La question fait grand débat en France, mais désormais aussi chez nous. Une fois n’est pas coutume, les partis politiques belges sont divisés sur le sujet. Le secteur bancaire devrait toutefois reporter les dividendes, sur recommandation de la Banque centrale européenne.

Les banques ING, KBC, ou encore la Néerlandaise Rabobank ont déjà annoncé retirer leurs dividendes. L’État belge a lui offert une garantie à hauteur de 50 milliards d’euros. Tous les nouveaux crédits d’une durée maximale de 12 mois octroyés par les banques aux entreprises et aux indépendants jusqu’au 30 septembre seront garantis par le budget fédéral, à condition que ceux-ci soient ‘viables’.

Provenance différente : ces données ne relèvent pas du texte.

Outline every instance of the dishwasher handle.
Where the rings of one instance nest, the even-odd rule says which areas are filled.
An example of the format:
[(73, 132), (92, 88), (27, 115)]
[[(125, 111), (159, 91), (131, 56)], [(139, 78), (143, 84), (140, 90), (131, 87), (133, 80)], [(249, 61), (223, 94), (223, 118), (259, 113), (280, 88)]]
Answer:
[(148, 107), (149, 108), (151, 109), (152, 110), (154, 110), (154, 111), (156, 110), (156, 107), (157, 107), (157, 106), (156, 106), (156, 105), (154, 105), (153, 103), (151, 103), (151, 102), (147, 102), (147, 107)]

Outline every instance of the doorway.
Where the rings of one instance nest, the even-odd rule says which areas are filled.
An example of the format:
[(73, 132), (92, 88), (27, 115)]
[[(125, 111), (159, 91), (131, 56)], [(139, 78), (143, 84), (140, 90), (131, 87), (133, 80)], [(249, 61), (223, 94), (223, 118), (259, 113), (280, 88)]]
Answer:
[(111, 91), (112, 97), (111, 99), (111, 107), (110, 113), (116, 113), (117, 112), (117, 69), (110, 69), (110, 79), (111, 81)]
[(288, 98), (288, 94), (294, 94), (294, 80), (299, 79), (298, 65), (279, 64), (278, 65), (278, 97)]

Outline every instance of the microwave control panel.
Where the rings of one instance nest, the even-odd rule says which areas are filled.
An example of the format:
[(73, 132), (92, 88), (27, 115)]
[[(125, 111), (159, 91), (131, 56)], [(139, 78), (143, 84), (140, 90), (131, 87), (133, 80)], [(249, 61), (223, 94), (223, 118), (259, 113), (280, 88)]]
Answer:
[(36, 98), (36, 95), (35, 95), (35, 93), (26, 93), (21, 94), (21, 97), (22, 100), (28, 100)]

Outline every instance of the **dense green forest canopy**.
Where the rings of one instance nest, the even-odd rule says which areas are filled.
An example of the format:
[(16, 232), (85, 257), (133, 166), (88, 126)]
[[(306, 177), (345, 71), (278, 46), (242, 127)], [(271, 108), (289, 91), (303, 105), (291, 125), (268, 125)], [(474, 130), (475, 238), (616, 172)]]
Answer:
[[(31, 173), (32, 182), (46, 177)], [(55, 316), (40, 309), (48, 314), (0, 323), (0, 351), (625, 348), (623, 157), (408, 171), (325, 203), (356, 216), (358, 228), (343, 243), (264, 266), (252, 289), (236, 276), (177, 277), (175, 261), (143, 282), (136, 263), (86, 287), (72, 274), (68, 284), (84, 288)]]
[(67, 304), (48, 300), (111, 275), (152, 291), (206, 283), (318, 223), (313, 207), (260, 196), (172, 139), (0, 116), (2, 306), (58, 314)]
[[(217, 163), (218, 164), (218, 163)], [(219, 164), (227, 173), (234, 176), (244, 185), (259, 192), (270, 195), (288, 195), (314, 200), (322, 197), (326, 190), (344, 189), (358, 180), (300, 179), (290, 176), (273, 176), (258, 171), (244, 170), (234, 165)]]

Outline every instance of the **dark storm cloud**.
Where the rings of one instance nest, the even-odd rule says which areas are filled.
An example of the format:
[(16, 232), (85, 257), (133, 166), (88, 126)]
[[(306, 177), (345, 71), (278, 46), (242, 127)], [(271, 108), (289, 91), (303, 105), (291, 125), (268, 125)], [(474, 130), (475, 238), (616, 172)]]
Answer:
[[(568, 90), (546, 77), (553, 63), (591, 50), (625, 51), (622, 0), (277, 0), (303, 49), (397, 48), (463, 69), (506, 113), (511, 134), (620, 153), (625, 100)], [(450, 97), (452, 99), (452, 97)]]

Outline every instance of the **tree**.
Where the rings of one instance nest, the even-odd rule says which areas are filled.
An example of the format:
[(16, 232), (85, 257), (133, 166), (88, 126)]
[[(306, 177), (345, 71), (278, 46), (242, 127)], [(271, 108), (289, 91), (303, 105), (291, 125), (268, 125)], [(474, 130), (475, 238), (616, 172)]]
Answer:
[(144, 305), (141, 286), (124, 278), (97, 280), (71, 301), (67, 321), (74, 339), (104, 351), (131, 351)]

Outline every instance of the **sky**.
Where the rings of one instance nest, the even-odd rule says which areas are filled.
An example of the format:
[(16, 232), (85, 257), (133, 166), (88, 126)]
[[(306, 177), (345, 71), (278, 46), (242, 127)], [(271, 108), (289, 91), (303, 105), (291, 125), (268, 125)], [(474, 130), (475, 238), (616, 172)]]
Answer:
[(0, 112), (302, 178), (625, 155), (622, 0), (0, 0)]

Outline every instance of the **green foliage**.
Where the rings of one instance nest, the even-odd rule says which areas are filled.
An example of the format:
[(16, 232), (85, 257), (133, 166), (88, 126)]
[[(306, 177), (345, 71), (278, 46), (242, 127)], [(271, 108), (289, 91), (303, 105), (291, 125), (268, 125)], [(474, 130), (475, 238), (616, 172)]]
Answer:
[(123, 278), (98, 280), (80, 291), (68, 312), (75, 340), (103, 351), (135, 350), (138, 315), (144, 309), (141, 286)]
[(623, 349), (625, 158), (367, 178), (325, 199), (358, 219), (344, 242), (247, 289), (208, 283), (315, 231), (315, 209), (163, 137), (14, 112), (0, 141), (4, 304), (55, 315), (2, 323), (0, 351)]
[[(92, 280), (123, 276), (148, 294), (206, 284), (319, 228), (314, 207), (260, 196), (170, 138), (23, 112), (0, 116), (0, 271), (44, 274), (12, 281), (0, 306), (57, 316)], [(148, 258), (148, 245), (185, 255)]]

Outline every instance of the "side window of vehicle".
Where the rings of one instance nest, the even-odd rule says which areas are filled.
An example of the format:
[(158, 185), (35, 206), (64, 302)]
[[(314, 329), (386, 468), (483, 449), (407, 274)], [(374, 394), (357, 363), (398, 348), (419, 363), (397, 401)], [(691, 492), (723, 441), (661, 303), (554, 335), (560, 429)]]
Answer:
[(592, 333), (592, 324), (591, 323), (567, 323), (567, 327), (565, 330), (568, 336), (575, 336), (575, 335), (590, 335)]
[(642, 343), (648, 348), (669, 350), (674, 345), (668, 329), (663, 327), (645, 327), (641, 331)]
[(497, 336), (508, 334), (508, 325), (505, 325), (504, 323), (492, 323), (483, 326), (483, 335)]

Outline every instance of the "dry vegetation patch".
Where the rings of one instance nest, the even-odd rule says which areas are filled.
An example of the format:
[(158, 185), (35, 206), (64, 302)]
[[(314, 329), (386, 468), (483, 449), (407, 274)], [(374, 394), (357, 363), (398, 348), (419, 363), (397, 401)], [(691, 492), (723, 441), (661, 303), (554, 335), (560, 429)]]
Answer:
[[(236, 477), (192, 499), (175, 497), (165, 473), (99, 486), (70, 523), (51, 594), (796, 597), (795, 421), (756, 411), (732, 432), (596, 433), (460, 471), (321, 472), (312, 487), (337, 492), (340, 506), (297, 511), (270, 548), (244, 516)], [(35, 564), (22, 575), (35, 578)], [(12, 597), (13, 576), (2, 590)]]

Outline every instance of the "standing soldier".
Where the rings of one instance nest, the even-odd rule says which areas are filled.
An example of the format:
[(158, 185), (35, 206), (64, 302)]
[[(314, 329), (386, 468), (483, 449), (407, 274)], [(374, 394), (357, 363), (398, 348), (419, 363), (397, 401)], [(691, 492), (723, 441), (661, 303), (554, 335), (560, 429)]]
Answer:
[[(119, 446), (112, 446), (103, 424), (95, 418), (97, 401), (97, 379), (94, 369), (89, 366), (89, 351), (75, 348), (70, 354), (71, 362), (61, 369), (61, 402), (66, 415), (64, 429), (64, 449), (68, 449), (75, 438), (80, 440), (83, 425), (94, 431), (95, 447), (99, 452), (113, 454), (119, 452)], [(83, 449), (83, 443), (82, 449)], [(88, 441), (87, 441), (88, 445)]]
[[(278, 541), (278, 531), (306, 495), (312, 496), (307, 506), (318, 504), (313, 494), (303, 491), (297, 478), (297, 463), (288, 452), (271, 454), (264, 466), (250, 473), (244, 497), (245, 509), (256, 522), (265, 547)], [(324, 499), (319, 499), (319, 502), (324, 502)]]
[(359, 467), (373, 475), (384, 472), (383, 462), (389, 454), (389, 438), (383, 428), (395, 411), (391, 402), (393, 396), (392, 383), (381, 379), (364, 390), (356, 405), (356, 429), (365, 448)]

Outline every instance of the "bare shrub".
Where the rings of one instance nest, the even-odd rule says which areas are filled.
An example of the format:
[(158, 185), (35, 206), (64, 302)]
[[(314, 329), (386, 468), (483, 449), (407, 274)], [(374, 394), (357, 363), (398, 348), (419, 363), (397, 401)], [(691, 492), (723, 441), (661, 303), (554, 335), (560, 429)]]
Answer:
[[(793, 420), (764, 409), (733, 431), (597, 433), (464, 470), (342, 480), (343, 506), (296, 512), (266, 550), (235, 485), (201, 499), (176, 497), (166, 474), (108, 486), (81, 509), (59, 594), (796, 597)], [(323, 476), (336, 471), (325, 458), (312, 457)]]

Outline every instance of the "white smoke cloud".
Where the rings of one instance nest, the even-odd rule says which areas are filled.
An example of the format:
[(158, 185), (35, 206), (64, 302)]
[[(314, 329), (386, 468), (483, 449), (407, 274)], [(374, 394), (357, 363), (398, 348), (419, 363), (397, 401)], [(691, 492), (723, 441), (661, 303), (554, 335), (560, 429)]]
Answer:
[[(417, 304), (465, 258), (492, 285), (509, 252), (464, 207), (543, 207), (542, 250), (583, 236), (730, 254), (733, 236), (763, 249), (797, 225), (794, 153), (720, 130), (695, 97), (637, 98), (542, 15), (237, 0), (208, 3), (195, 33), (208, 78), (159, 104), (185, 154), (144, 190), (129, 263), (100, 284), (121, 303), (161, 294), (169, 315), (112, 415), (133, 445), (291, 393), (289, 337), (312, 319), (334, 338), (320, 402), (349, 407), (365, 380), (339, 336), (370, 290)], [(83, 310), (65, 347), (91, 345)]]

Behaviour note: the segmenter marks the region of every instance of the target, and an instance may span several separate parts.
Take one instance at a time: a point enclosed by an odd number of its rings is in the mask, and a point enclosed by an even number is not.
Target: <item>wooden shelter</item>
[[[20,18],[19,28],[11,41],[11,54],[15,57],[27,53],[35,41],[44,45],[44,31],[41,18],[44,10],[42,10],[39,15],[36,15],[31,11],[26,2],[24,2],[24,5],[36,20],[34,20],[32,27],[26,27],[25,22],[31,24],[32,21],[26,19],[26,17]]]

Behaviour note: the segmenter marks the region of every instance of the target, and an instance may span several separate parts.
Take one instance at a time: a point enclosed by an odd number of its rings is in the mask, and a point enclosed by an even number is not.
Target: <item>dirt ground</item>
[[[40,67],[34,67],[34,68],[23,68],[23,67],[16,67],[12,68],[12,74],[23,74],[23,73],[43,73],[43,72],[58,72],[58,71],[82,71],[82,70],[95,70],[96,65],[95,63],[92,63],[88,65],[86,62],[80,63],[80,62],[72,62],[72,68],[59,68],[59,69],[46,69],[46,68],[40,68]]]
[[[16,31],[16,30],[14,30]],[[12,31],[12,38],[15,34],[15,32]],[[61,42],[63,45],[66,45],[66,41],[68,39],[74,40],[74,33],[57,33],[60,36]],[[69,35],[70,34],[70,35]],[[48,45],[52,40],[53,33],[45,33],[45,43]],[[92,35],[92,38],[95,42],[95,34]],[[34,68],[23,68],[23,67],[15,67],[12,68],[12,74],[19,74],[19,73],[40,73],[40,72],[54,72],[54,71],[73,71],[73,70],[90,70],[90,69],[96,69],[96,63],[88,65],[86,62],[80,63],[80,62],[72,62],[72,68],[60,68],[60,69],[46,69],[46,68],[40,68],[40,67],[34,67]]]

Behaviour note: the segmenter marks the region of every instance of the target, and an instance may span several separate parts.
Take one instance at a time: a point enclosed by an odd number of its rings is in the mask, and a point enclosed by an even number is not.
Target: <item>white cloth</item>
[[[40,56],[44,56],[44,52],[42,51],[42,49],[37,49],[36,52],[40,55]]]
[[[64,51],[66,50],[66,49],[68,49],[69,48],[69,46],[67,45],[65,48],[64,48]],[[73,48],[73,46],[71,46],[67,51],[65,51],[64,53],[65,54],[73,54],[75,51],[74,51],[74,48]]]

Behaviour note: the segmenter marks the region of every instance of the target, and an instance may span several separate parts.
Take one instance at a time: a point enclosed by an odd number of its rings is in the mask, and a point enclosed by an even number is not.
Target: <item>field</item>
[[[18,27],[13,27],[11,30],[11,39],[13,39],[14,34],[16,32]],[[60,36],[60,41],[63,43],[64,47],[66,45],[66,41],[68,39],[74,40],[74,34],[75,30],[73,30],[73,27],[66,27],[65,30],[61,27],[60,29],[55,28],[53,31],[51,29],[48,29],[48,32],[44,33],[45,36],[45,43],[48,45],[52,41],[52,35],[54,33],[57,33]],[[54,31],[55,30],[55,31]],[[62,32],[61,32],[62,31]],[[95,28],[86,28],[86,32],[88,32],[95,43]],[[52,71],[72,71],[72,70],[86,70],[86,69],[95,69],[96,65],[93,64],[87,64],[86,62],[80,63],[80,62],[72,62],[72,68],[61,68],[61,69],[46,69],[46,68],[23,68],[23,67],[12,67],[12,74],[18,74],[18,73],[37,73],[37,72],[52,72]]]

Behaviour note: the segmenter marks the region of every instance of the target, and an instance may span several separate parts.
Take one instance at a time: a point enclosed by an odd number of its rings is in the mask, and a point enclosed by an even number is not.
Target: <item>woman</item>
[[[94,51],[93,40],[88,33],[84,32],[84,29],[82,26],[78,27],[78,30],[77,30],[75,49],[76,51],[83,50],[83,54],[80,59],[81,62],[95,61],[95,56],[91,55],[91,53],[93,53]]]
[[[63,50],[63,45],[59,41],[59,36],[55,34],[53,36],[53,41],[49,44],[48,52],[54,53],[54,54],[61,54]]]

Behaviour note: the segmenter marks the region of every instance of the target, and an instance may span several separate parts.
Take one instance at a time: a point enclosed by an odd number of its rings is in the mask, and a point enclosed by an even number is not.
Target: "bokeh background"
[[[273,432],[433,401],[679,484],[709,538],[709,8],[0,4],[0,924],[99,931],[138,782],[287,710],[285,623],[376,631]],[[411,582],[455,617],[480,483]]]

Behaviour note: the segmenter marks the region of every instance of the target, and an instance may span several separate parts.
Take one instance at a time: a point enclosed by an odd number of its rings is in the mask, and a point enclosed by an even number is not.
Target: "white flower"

Concernant les autres entreprises, c’est toutefois le brouillard le plus total. La ministre de l’Économie Nathalie Muylle (CD&V) s’est lavée de toute responsabilité, déclarant à l’Écho que ‘le sujet ne relève pas de ma compétence’. Mais de qui, alors? Le cabinet d’Alexander De Croo (Open Vld), ministre des Finances et des Participations publiques, semble également faire l’autruche.

Une fois de plus, le débat serait bloqué à cause de la réticence des libéraux flamands: ils ne souhaitent pas imposer des restrictions telles que nos voisins européens, rapporte le journal économique. Pour la France, par exemple, il est hors de question que les entreprises puissent à la fois être soutenues par l’État et verser des dividendes à leurs actionnaires, a annoncé Bruno Le Maire, après quelques hésitations.

Vers un report?

Au niveau des partis soutenant le gouvernement Wilmès II en dehors de ce dernier, on plaiderait également dans ce sens.

‘On peut élargir ce qui a été recommandé pour les banques à l’ensemble des entreprises qui sont aidées au niveau de leur trésorerie’, indique Ahmed Laaouej, chef de groupe PS à la Chambre. ‘Il serait difficile d’imaginer que ce serait la crise pour tout le monde sauf pour les actionnaires, affirme aussi le député Ecolo Georges Gilkinet. Même son de cloche chez Catherine Fonck (cdH): ‘Un soutien de la collectivité ne doit pas financer des dividendes.’

Le MR a un autre plan

On ne voit toutefois pas les choses du même œil au MR… Le parti de la Première ministre Wilmès. Le président du parti libéral ne pense pas qu’il faut systématiser l’interdiction du versement des dividendes: ‘Cette mesure linéaire risque de faire pire que mieux pour certaines situations spécifiques’, affirme Georges-Louis Bouchez. ‘Les entreprises peuvent recourir à diverses mesures, telles que le chômage temporaire. Ce n’est pas parce qu’ils le font que nous devrions leur interdire de verser des dividendes’, explique-t-il, sur LN24 ce matin.

Son cheval de bataille: les petits actionnaires, tels que les communes et institutions publiques, qui comptent sur les dividendes pour compléter leurs revenus. Sans quoi leurs finances pourraient elles aussi être affectées et faire plonger un peu plus le déficit.

Il propose alors une alternative: une ‘cotisation de crise’ responsabilisante. ‘Si une entreprise fait appel au chômage économique et aux mécanismes de soutien de l’Etat et verse un dividende, elle devra payer une cotisation de crise pour financer les services publics’, explique-t-il, sans en préciser le montant.

Il voudrait également défiscaliser les heures supplémentaires dans les supermarchés. ‘Nous ne pouvons pas passer à la routine, nous demandons un effort collectif. Il y a beaucoup de caissiers qui vont travailler la peur au ventre. Il n’est certainement pas normal que les grands acteurs financiers s’en tirent à bon compte’.

Une fois de plus, le consensus est loin d’être atteint dans une Belgique d’autant plus divisée par la crise sanitaire. Il faudra s’armer de patience pour obtenir une réponse claire. La question est à l’examen au gouvernement wallon (qui soutient les entreprises) et devra être rapidement tranchée dans le cadre du groupe des dix partis ayant accordé les pouvoirs spéciaux au gouvernement Wilmès.